Hydroponics for the Home Gardener (146 pages, $14-95 paper), by Stewart Kenyon, is quite readable, and its discussion and illustration of hydroponic techniques clear and simple. I was a little confused about the book's audience, until I came across the food recipes in the back, most of them from restaurant chefs who use hydroponically grown herbs. We all know the traditional amateur use of hydroponics in North America, which is not unrelated to the fact that the place to pick up second-hand hydroponic equipment is at police auctions. Still, Kenyon's rather chatty expertise (did you know that one-fifth of Moscow's tomatoes are grown hydroponically?) is convincing enough to incite really dedicated herb lovers to grow their own, even the ones you can't get arrested for.
Last but hardly least, The Real Dirt (Penguin, 172 pages, $12.99 paper), by Mark Cullen and Lorraine Johnson, is exactly what it says it is: The Complete Guide to Backyard, Balcony and Apartment Composting. It is intelligent, readable, and very thorough. I found it much more convincing than Cullen's previous book, A Greener Thumb: The Complete Guide to Gardening in Canada, which was considerably less than complete and, I thought, rather uninsightful. The infusion of Lorraine Johnson's writing skills and enthusiasm for composting to this volume have really made a difference. If you want to start composting - and there are very good reasons for even urban dwellers to do so - this is your book. Although I'd stop short of putting a three-bin composter on an apartment balcony, I'm both entertained and convinced by almost everything in this book, and so will you be.

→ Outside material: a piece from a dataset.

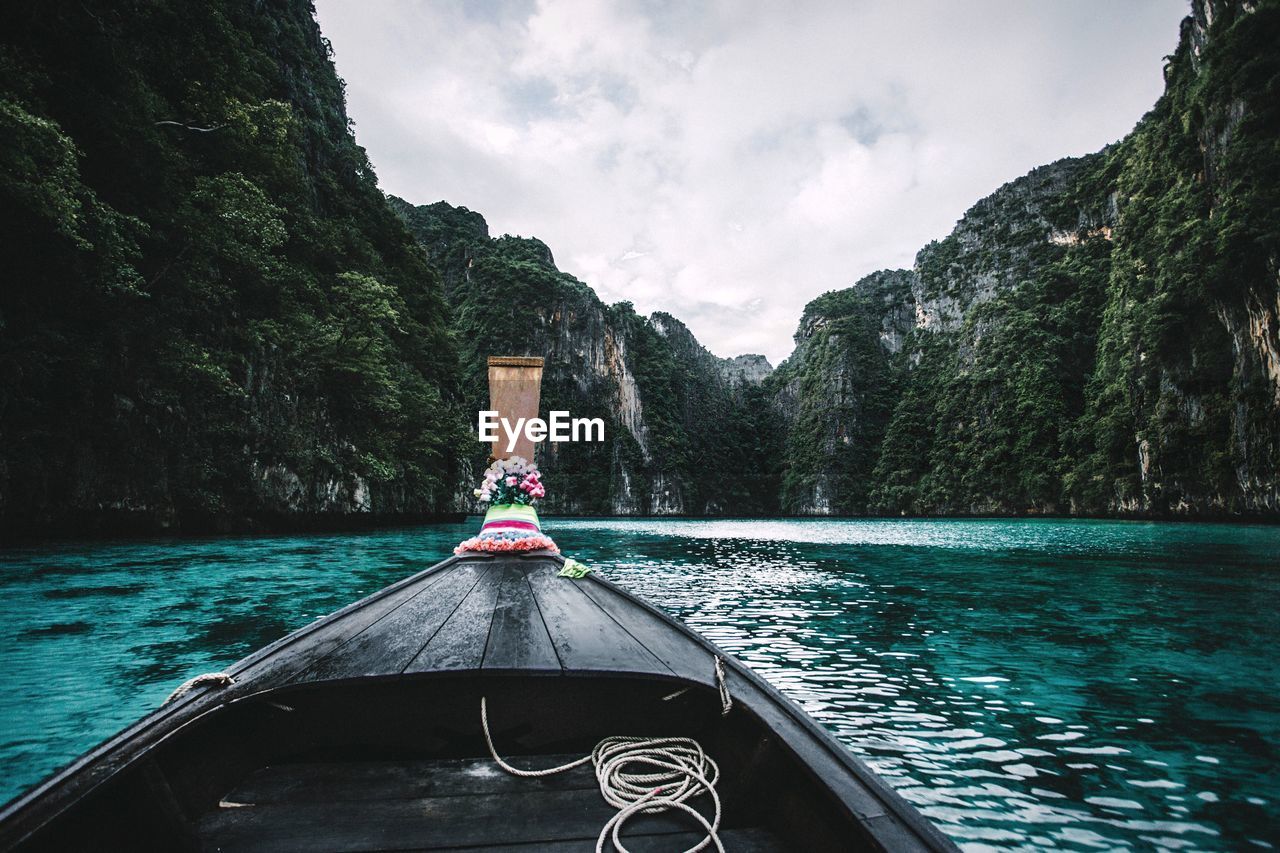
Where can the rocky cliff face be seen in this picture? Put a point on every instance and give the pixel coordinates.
(672, 410)
(211, 318)
(1100, 336)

IT LOOKS LIKE any other picturesque gardening primer, but Brian Fawcett's The Compact Garden (Camden House, 127 pages, $17.95 paper) - which we couldn't let him review, of course is in fact a book with attitude. Fawcett detests marigolds and kale, discourages home-growing of strawberries, and doesn't like the look of peach trees or the standard house setback demanded by the "jerks at City Hall." He admits to a little midnight clipping of overhanging blooms before he grew his own flowers, but finds increased neighbourliness one of the assets of urban gardening. He loves wisteria and nicotiana, and couldn't live without fresh cilantro and basil. Opinionated and practical, The Compact Gardener is refreshing to read, and a useful basic guide for the novice, as well as the gardener with more ambition than time. I found it especially good in its sections on planning, building up soil, fertilising, and composting, but every section offers the benefits of Fawcett's extensive experience and is comforting about the difficulties of achieving perfection. As a veteran of a few gardens of my own, currently an urban one, I've learned some new tricks from this book, and it will be a trusted adviser on my reference shelf. A word of caution: if you're a beginner, you should take some of Fawcett's attitudes with a grain of salt, at least until you develop your own ideas. Brian, you should see my peach tree in fruit; it's pretty special!